Extraction, Verification and Masking of Aadhaar UIDs from photos and scanned documents.
The solution to the problem involves use of PyTesseract Optical Character Recognition engine and OpenCV for image processing. It can be divided into 3 Sub-Tasks:
This task can be further divided into 2 Sub-Tasks: 1) Preprocess the image and then use PyTesseract library to extract all recognizable text from the image with their corresponding bounding boxes. 2) Use RegEx Search to find possible UID candidates. Aadhaar contains 12 numeric digits, so any 12-digit no. in the text returned by the OCR engine can be a possible UID.
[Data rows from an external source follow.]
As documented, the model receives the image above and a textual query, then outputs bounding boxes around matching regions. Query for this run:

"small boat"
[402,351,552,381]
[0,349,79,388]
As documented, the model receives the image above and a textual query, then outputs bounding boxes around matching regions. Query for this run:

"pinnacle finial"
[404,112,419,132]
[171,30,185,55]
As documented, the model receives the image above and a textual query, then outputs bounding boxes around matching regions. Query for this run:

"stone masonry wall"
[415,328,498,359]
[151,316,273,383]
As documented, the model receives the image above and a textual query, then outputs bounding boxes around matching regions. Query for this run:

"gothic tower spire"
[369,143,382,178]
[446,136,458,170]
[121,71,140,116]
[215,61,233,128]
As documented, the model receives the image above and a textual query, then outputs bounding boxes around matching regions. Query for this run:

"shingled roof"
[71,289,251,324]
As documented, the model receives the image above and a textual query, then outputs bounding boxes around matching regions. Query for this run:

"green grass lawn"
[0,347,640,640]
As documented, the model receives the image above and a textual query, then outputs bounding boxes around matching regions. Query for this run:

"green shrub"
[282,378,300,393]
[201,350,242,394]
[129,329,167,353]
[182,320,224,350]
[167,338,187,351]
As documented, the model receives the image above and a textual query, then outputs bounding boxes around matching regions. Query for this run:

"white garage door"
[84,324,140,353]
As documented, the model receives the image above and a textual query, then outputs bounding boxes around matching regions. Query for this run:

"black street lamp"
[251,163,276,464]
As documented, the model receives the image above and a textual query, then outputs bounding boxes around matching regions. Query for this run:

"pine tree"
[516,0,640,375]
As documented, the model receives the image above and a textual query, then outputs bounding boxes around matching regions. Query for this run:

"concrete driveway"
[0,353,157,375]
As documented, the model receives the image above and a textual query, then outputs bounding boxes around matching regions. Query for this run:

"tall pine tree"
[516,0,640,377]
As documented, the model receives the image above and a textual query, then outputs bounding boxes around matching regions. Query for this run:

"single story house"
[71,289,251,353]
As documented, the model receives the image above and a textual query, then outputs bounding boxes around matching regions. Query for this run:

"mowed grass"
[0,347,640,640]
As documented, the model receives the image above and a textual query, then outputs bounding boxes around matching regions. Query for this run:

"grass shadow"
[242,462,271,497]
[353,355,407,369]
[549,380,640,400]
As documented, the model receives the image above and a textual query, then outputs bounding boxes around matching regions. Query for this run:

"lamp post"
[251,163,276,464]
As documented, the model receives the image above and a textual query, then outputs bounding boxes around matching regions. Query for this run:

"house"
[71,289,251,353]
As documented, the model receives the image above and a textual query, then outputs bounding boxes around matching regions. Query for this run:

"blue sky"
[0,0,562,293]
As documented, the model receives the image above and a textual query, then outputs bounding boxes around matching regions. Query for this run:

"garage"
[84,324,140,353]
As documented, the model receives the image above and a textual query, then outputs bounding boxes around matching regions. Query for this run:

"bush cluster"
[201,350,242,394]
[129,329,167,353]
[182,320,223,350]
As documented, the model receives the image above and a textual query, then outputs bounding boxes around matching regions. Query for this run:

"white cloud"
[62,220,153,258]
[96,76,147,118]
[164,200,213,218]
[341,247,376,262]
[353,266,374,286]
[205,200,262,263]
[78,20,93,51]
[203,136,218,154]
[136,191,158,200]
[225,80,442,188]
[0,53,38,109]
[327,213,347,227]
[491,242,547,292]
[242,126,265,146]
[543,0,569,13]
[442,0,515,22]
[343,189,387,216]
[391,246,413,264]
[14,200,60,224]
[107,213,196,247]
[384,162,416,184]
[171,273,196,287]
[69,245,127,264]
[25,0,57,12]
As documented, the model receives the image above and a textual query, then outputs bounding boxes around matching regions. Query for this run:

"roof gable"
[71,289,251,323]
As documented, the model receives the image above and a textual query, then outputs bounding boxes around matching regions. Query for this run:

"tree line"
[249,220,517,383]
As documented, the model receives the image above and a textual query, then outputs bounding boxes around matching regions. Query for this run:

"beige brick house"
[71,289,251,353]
The problem now is that image may need some pre-processing before it is possible to extract text from it. There are may factors affecting the performance of Tesseract engine, such as Orientation, Noise, Resolution, Illumination etc. For tackling these problems, we use the following pipeline:
a) Try without any processing. b) If (a) doesn’t work, try using OpenCV’s Gaussian Blur to remove random noise, then try again. c) If (b) doesn’t work, rotate the image by 90 degrees and try (a) and (b) again.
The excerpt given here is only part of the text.